Things Not to Put on Your MySpace Page

No. 527: Photos from that time the Chicago transit engineer let you drive his train.

This Post Has 4 Comments

  1. Michael M. O'Hear

    Reading this post makes me wonder if employers are now routinely checking out the MySpace pages of prospective employees (or, for that matter, checking out the pages of current employees on a regular basis). I also wonder if a failure to do so could form the basis of a negligence lawsuit against an employer. For instance, if a retail employee put racist hate speech, including calls for racial violence, on his MySpace page, and then assaulted a black customer, could the employer become liable for not identifying and addressing the risks suggested by the MySpace page?

  2. Paul Secunda

    I think it is more like FaceBook these days (and I coincidentally was just telling my employment discrimination class this morning to watch what they post about themselves or what others post about them on FaceBook!).

    As to claims for negligent hiring or retention, these claims are hard to succeed on. The standard is pretty high showing that the employer knew or should have known that the employee had aggressive or otherwise inappropriate tendencies. I think at this point it is far-flung that employers have a duty to search social networking sites.

    On the other hand, and as mentioned above, employers are voluntarily using these sites to conduct background checks of current and prospective employees. And keep in mind that the number of employees fired for blogging keeps going up – see http://www.blogossary.com/define/dooced/ – and there is less protection in the public workplace and little to none in the private workplace for such activities.

  3. Andrew Golden

    One of the reasons I deleted my Myspace page last June was because there was little to no control over my privacy. Though I could set my profile as private, Myspace’s privacy settings have the well-publicized reputation of being like swiss cheese. When people would find it amusing to tag pictures of people that weren’t even me doing disgusting things, I couldn’t untag the pictures (which is different than on Facebook). In general, there was just no way for me to control the image that was being portrayed of me on that site.

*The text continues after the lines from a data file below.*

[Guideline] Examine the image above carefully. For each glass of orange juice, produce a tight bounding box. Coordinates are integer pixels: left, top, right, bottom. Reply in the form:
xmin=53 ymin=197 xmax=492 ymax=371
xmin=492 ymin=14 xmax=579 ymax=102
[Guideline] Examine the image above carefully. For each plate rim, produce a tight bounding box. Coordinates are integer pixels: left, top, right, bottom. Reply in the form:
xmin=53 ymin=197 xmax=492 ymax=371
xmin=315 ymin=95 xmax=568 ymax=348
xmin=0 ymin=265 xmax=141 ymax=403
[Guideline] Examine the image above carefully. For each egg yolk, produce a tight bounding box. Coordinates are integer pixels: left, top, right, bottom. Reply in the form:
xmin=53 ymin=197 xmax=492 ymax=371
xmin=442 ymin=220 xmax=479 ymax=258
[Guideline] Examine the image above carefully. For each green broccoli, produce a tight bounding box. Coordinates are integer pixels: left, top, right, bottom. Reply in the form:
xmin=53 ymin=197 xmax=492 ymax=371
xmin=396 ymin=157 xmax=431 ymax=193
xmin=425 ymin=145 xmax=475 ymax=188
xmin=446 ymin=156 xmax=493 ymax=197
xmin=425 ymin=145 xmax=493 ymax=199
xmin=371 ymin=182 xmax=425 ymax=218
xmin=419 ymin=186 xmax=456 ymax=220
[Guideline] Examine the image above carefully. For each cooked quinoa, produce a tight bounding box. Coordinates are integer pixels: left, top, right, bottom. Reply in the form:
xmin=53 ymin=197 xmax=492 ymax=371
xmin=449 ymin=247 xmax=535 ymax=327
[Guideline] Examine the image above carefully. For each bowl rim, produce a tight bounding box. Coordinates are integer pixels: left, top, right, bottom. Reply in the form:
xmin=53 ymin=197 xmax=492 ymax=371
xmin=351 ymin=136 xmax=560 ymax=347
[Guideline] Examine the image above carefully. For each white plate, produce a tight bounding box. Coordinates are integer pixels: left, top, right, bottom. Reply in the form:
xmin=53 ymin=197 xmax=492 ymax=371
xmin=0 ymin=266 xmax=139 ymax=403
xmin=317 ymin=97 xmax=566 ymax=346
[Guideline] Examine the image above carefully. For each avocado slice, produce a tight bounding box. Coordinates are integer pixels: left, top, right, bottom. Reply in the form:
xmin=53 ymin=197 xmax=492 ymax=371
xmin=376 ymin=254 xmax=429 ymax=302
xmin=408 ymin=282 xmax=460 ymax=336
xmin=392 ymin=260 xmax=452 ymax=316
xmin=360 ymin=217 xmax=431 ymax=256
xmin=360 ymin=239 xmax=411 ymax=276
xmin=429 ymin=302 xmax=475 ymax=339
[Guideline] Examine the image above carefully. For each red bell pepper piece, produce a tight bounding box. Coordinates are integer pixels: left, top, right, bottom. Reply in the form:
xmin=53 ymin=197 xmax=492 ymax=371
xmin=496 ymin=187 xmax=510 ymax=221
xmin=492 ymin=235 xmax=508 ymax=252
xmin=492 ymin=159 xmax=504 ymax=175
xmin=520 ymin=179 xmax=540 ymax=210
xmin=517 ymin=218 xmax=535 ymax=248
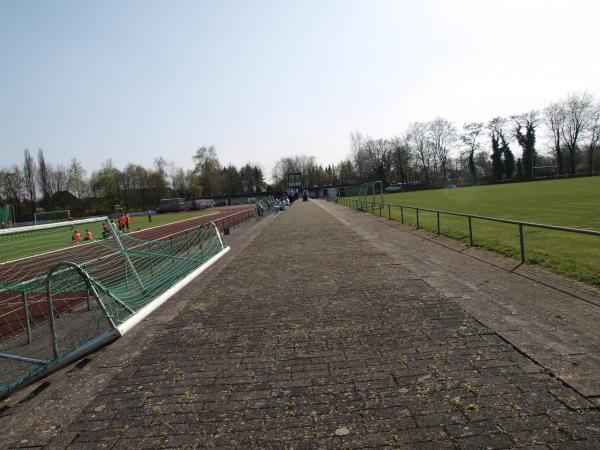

    By the way, I don’t know if/how many employers are looking on sites like Facebook for information, but I can assure you that defense attorneys are. At the State Public Defender conference I went to at the end of September, there was a remarkable presentation by an attorney from Cincinnati as to how he specifically used Facebook photos and wall posts of the victim and a State’s witness to defend a “date rape” case. It was a chilling reminder to those of us in attendance who use social networking sites like Facebook that you really can’t be too careful about who gets to see what you have.

  4. Bruce E. Boyden

    The traditional advice I heard in practice, given to corporate clients, now apparently applies to everyone: “Would you want to read about this on the front page of the Wall Street Journal?”